Original article: Forbes Technology Council — The Components Of A B2B Marketplace Stack
This article expands on ideas I first published in Forbes Technology Council while leading a prior marketplace platform. The core thesis held; the execution layer moved faster than expected.
B2B marketplaces are not B2C with invoices attached. In 2022 I outlined stack components—catalog, negotiation, credit, fulfillment—that still hold. What shifted is speed: AI copilots draft RFP responses, embedded finance offers net terms at onboarding, and orchestration tools connect WMS and TMS without twelve-month SI projects.

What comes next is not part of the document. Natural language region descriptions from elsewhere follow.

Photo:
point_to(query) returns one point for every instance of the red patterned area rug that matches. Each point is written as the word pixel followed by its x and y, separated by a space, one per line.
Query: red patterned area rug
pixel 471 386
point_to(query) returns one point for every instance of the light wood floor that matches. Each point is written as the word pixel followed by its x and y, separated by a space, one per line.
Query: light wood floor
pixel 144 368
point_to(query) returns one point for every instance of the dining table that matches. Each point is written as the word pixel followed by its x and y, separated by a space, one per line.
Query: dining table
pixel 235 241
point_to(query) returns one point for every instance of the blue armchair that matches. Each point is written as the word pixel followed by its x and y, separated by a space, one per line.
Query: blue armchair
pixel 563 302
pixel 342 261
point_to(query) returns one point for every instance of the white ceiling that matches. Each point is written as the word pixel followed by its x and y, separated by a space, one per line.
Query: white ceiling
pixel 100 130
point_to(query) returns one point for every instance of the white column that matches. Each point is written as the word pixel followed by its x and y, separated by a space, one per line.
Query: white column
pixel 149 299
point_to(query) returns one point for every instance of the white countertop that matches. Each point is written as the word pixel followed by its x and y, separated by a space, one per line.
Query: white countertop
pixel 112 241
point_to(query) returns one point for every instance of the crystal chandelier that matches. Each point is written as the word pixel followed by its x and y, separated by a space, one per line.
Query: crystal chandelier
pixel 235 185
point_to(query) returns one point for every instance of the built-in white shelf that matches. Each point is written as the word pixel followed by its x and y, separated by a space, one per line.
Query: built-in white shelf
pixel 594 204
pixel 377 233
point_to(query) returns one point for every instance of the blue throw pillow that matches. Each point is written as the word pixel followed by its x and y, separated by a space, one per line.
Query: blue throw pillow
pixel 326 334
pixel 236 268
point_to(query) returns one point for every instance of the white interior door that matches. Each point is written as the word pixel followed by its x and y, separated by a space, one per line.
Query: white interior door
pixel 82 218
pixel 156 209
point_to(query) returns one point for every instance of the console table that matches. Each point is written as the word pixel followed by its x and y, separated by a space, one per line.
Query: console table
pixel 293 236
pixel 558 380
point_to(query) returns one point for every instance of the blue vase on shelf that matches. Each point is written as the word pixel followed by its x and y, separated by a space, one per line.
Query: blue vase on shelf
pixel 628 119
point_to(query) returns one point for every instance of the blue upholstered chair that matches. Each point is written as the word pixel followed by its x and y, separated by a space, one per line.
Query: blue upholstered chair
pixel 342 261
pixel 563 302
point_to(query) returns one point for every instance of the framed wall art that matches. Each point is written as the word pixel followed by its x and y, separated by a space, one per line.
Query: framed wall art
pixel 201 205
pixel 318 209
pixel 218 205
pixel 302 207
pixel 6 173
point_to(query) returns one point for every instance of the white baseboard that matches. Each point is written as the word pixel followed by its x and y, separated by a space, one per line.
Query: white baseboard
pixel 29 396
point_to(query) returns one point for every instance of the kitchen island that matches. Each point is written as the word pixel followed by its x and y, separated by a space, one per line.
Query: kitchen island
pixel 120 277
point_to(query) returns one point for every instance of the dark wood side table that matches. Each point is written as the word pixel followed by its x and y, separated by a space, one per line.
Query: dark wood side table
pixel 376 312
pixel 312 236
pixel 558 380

Stack components (updated)
- Identity and roles: Buyer orgs, seller orgs, delegated purchasing, approval chains
- Catalog and contract pricing: Not list price—customer-specific terms and volume breaks
- Order orchestration: Split shipments, partial fulfillments, backorders visible to both sides
- Financial layer: Credit limits, invoicing, factoring, and payout schedules tied to delivery proof
- Logistics visibility: ETA, ASN, and exception handling as first-class UI—not email threads
Agents in B2B (carefully)
The highest-ROI agent workflows I see: catalog enrichment, exception triage, and quote assembly. The lowest-ROI: autonomous negotiation without guardrails. Enterprise buyers want speed and accountability; black-box discounts destroy trust.